Vronsky no sólo conocía a todos los presentes, sino que incluso los veía a diario. Por eso entró con toda naturalidad, como cuando se penetra en un sitio donde hay personas de las cuales se ha despedido uno un momento antes.
–¿Qué de dónde vengo? –contestó a la pregunta de la embajadora–. ¡Qué hacer! No hay más remedio que confesar que llego de la ópera bufa. Cien veces he estado allí y siempre vuelvo con placer. Es una maravilla. Sé que es una vergüenza, pero en la ópera me duermo y en la ópera bufa estoy hasta el último momento muy a gusto… Hoy… Mencionó a la artista francesa a iba a contar algo referente a ella, pero la mujer del embajador le interrumpió con cómico espanto.

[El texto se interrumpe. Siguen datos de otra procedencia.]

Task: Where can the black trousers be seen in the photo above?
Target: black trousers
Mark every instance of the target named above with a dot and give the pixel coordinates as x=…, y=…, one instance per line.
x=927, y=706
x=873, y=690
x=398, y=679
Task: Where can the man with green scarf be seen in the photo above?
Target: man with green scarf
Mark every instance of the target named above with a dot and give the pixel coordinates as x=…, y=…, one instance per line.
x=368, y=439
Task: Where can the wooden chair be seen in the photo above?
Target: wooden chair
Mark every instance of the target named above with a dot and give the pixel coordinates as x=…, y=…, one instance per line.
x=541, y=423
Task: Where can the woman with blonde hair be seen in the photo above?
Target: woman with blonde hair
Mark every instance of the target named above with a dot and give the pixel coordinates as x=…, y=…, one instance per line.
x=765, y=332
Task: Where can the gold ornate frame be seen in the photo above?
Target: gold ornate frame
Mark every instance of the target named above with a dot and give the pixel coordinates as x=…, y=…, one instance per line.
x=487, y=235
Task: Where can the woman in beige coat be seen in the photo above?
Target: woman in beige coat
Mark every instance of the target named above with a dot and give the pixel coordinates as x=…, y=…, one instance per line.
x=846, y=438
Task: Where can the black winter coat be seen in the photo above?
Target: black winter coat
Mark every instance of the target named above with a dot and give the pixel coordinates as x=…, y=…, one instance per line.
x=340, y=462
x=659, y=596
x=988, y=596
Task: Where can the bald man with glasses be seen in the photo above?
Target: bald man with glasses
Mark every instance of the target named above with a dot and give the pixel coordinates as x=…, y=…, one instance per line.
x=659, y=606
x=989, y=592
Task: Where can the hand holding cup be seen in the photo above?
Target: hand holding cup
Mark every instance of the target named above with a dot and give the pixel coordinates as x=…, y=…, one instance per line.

–¡Por Dios, no nos cuente horrores!
–Bien; me callo, tanto más cuanto que todos los conocen.
–Y todos hubieran ido allí si fuese una cosa tan admitida como ir a la ópera –afirmó la princesa Miágkaya.
Capítulo 7
Se oyeron pasos cerca de la puerta principal. Betsy, reconociendo a la Karenina, miró a Vronsky. El dirigió la vista a la puerta y en su rostro se dibujó una expresión extraña, nueva. Miró fijamente, con alegría y timidez, a la que entraba. Luego se levantó con lentitud.
Ana entró en el salón muy erguida, como siempre, y, sin mirar a los lados, con el paso rápido, firme y ligero que la distinguía de las otras damas del gran mundo, recorrió la distancia que la separaba de la dueña de la casa.
Estrechó la mano a Betsy, sonrió y al sonreír volvió la cabeza hacia Vronsky, quien la saludó en voz muy baja y le ofreció una silla.
Ella contestó con una simple inclinación de cabeza, ruborizándose y arrugando el entrecejo. Luego, estrechando las manos que se le tendían y saludando con la cabeza a los conocidos, se dirigió a la dueña.
–Estuve en casa de la condesa Lidia. Me proponía venir más temprano, pero me quedé allí más tiempo del que quería. Estaba sir John. Es un hombre muy interesante…
–¡Ah, el misionero!
–Contaba cosas interesantísimas sobre la vida de los pieles rojas.
La conversación, interrumpida por la llegada de Ana, renacía otra vez como la llama al soplo del viento.
–¡Sir John! Sí, sir John. Le he visto. Habla muy bien. La Vlasieva está enamorada de él.
–¿Es cierto que la Vlasieva joven se casa con Topar?
–Sí. Dicen que es cosa decidida.
–Me parece extraño por parte de sus padres, pues según las gentes es un matrimonio por amor.
–¿Por amor? ¡Tiene usted ideas antediluvianas! ¿Quién se casa hoy por amor? –dijo la embajadora.
–¿Qué vamos a hacerle? Esta antigua costumbre, por estúpida que sea, sigue aún de moda –repuso Vronsky.
–Peor para los que la siguen… Los únicos matrimonios felices que yo conozco son los de conveniencia.